The rumour mills worked overtime. Mumbai Mirror informed us that Virat had proposed marriage to Anushka which she declined, asking instead that both focus on their careers, and that this hastened the split. If this were true, the other snippet of news, according to which Virat was quoted as calling Anushka “controlling”, could not have been, but we lapped up everything eagerly nevertheless. Meanwhile, Anushka maintained a studied silence (she has not unfollowed Virat from social media accounts either). It would be only right to call her reaction dignified, especially in the face of the faux-breakdown that Virat is publicly having.
It’s playing to a pattern, this entire thing. One part of a celebrity couple is too eager to drop clues without saying anything explicit in the hope that his pained protestations will reach the beloved. The beloved, on the other hand, cannot believe the trainwreck she is witnessing and it only furthers her resolve to stay away.
Essentially, the Virat-Anushka story is a microcosm of love and longing in India today. While we can only speculate about the reasons for the split, the marriage question, once it is popped, is known to open all manner of fault lines. Even in the case of Ranbir and Katrina, it is speculated that she wanted them to tie the knot while he was cagey, and that this played some role in bringing the five-year-old romance to an end.
To be sure, there is a marked gender angle here. Ranbir’s star power is unlikely to diminish even after marriage while the same cannot be said for Anushka in a culture that looks upon the married woman as taken and therefore unworthy of fantasising. (I concede that this pertains to an erstwhile Bollywood where women did little more than satiate the male gaze, a decidedly untrue situation in today’s climate where Anushka, say, has done films like NH10. But the larger truth of my point stands.)
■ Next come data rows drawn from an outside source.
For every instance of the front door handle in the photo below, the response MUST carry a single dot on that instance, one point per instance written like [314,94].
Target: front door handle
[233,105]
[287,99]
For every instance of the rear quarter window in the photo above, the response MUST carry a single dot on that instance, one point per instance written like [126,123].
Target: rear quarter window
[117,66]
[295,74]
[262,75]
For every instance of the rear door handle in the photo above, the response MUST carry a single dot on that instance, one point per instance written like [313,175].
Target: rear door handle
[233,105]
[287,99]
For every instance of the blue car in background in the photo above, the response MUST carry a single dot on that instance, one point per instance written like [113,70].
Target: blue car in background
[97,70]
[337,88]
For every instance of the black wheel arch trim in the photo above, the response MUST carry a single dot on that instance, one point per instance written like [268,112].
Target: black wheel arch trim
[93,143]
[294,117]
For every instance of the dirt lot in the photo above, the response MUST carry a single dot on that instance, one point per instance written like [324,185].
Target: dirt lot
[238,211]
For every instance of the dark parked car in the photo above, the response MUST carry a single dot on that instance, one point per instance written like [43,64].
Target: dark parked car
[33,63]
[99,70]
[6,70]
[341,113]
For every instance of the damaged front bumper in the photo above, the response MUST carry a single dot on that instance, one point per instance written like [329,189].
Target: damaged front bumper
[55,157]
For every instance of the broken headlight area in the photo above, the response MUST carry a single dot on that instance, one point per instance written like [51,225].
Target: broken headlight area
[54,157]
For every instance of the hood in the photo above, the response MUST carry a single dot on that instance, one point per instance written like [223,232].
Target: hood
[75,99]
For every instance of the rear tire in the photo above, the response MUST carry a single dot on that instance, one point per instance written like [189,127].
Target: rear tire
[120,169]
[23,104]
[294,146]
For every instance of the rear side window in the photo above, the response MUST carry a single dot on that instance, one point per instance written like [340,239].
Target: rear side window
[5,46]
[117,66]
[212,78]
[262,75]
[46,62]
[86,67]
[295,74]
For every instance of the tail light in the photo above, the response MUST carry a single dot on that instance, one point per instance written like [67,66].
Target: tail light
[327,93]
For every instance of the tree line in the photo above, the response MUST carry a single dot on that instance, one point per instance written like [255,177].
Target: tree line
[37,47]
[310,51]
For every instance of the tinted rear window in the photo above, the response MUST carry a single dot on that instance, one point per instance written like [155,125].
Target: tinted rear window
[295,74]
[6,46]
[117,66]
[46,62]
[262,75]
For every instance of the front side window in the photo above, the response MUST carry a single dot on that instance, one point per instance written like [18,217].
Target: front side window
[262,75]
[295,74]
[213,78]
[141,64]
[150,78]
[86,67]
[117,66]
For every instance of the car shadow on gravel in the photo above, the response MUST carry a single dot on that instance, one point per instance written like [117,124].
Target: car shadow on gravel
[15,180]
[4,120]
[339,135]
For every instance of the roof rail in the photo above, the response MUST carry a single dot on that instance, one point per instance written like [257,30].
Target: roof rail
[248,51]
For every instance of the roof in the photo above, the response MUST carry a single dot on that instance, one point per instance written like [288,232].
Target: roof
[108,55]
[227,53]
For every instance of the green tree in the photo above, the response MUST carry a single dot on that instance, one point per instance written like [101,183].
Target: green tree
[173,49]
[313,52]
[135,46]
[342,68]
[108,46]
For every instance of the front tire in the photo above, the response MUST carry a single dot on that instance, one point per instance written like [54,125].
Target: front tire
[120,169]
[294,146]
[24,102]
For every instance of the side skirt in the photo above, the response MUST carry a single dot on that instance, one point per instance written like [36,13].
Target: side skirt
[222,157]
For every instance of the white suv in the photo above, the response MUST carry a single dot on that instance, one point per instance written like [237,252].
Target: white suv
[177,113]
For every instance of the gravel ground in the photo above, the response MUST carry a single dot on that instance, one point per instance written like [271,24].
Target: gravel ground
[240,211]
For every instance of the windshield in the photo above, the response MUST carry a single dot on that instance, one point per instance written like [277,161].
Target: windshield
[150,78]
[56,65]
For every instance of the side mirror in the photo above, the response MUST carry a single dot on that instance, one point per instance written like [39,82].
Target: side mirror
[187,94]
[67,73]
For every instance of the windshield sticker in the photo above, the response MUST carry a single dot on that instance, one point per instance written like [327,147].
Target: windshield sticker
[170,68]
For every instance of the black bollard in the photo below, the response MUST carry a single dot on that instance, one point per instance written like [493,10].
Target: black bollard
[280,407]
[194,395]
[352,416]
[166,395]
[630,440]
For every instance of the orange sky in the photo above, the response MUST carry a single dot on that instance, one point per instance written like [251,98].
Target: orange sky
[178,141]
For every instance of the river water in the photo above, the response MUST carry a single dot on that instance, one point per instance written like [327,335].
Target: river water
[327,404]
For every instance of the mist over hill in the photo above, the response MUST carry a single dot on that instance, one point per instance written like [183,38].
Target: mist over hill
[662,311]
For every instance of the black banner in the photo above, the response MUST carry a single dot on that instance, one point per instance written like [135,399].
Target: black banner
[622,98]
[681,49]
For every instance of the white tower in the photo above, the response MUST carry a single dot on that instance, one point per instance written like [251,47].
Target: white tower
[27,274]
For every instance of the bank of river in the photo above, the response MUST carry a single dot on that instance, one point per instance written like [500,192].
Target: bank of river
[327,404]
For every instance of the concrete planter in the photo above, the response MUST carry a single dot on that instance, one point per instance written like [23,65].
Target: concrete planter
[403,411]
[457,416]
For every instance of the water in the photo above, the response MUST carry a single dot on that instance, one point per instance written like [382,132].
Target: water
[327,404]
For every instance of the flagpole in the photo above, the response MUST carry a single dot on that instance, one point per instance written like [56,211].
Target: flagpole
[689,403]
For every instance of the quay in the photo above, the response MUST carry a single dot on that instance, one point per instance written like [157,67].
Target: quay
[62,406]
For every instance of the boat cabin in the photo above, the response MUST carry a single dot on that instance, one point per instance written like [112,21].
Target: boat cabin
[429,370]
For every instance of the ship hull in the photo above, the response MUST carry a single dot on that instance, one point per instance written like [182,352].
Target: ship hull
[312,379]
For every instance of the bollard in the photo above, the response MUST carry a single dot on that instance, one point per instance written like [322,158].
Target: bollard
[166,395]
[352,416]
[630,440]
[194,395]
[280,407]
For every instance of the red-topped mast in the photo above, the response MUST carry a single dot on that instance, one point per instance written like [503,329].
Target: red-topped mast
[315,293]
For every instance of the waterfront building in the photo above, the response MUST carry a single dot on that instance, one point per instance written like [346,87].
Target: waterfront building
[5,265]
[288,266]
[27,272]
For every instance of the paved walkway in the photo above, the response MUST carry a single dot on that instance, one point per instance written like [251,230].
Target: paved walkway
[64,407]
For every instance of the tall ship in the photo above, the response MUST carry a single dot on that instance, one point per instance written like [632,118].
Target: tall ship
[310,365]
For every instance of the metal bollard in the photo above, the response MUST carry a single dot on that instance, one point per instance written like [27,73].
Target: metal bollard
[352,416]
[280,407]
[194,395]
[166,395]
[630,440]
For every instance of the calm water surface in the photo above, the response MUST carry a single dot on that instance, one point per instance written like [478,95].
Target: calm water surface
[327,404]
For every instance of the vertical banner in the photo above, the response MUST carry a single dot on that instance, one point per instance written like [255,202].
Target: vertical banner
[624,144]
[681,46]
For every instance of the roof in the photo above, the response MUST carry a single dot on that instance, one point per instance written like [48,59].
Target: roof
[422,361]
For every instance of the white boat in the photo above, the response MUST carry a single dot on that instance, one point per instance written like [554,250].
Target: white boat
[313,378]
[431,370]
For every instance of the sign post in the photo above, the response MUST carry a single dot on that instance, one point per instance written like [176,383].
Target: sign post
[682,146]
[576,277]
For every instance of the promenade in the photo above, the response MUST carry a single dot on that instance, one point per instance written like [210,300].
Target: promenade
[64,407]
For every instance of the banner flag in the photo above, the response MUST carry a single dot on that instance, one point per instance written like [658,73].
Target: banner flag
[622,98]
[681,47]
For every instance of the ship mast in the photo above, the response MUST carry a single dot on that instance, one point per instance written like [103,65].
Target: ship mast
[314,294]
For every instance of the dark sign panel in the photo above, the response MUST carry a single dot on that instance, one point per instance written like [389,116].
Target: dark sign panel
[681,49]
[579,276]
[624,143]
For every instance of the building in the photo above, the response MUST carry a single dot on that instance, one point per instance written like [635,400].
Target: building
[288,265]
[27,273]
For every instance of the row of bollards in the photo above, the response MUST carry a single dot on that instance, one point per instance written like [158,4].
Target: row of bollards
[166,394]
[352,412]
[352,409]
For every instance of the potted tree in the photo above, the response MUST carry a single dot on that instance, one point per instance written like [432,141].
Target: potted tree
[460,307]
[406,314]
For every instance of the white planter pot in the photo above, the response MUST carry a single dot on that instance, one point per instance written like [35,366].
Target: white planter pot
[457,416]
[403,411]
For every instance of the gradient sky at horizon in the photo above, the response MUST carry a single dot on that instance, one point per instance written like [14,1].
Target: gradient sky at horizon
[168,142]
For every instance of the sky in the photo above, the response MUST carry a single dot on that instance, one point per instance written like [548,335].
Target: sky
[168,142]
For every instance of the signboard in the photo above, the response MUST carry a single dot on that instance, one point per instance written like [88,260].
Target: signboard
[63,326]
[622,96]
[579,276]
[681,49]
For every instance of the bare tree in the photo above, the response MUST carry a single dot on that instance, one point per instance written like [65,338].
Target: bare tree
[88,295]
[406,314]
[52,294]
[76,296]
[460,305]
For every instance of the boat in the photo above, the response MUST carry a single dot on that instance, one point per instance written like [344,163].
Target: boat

But even beyond the gender expectations, we notice that the societal shift occasioned by greater acceptance of love in all its inter-caste, inter-city, inter-faith permutations and of careerism has not bled into creating new arrangements that are as worthy of respect as marriage has been for centuries.
Ranbir and Katrina, for example, had been living together but that clearly was not enough. Similarly, the passion between Virat and Anushka, witnessed in all its sweet and raging intensity during India’s cricketing triumphs over the past few years, was not enough of its own accord. It had to lead somewhere, and in the Indian imagination, that somewhere continues to be the safe and respectable confines of marriage.
It is curious that this should be the state of affairs for our celebrities who are generally acknowledged to inhabit a stratosphere where such middleclass concerns do not present themselves. Not for them, we imagine, the rigmarole of this week’s case in Delhi where a woman was killed by her paramour and her burnt body dumped in his wardrobe because he was about to get hitched to another woman. There is such a cachet to marriage and its connotations of the right and proper in our society that people are willing to kill and get killed in order that they may get to the other, magical side of the mandap and earn brownie points in every conceivable sweepstakes. With this state of affairs, it might be impossible, even for our stars, to escape the charms of wedlock.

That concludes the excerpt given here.